The Miami Dolphins went spend-crazy this offseason, hoping to put their team in a position to contend for years to come.
But by doing so, could they have shot themselves in the foot for not just the near future, but even for as soon as 2014?
Not only did the Dolphins spend big dollars on various players, doing it early in free agency and seldom bidding, therefore paying well above market value, but they signed those players to back-loaded deals. What I mean by that is they structured the contracts in a way to defer the majority of the cap hit to later years.
The benefit to that, of course, is that Miami can use it's reported $46 million in cap space in 2013 to sign nearly as many players as it wants, with minimal first-year cap consequences.
The drawback is that you're kicking the can down the road, and you actually still have to pay those players.

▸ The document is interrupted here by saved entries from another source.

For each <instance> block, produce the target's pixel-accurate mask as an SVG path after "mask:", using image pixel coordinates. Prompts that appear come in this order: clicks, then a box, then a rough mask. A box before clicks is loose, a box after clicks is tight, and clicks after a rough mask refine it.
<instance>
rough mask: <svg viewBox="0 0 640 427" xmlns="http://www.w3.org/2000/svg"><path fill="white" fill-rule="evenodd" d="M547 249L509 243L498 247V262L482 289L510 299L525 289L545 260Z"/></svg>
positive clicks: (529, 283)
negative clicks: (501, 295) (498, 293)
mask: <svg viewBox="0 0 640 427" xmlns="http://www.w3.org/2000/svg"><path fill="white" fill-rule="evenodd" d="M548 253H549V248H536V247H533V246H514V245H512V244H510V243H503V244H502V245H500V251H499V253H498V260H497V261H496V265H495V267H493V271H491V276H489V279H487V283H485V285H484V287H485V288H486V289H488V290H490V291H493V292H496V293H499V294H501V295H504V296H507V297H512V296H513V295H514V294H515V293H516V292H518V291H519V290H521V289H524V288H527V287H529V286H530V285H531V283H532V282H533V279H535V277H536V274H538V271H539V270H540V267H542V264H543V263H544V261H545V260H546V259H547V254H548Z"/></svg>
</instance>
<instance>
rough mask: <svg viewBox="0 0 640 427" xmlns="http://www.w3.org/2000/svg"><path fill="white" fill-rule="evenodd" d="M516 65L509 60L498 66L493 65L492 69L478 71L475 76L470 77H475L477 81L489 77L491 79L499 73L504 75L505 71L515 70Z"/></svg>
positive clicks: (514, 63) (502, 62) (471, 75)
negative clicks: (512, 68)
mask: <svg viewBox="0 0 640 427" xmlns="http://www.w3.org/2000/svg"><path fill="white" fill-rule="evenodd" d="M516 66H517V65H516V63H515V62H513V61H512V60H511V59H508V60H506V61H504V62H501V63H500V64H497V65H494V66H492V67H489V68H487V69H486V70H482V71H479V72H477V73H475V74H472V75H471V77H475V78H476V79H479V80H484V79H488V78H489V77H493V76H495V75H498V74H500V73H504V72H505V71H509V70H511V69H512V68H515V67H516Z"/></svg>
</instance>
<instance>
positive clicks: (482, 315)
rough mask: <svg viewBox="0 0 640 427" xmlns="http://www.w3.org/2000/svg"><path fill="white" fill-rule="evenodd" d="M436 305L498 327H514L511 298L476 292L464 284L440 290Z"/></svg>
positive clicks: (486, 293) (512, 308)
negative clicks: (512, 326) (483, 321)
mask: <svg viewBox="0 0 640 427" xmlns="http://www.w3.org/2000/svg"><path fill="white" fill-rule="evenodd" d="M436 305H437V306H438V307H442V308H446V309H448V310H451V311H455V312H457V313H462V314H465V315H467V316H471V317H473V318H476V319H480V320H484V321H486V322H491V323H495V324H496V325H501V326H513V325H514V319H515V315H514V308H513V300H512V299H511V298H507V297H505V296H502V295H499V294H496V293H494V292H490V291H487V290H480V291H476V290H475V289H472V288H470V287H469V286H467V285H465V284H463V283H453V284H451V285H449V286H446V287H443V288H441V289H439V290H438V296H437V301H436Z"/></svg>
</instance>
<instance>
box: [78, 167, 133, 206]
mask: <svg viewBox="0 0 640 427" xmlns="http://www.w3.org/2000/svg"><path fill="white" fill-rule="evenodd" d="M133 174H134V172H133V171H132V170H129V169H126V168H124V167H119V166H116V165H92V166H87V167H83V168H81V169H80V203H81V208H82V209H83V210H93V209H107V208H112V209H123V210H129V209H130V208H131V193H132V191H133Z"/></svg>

When the Dolphins signed Mike Wallace, they gave him a first-year base salary of $1 million, and a signing bonus of $2.2 million, bringing his 2013 cap hit to $3.2 million. Not too bad for a top receiver, and leaves plenty of space for other signings this season. But when 2014 rolls around, his base salary shoots up to $15 million with the same bonus, bringing his cap figure to a whopping $17.2 million. Or about 14% of what this year's salary cap was. On one player.
To compound the problem, the Dolphins did that for nearly all of their signed free agents.
Here's how it breaks down:
All of the impending free agents that Miami signed to multi-year deals -- Brian Hartline, Matt Moore, Mike Wallace, Dannell Ellerbe, Philip Wheeler, Brandon Gibson and Nate Garner -- carry a $15.7 million cap hit for this season.
That same group of players will take up $48.3 million in cap space in 2014. And less Matt Moore, $39.7 million in 2015. Presuming the salary cap stays flat over those years, that will take up 39.3% and 32.3% of the total cap in those seasons, respectively.
When the Dolphins gave extensions to Cameron Wake and Brandon Fields, they used a much more reasonable, evenly distributed structure for the contracts, making these deals a little more puzzling.
Binging in one offseason and setting up a potential cash crunch in the next two is not an ideal way to use money when you have it. The Dolphins already have (approximately) $89.3 million in cap commitments without this year's and next year's draft picks added in*.
And that's just on 27 players. Not good.
*(This year's 11 picks should take $7.0 million in cap space this year and $8.7 million next year, based on corresponding picks in the 2012 rookie wage scale.)
All cap research was done with help from OverTheCap.com and Spotrac.com.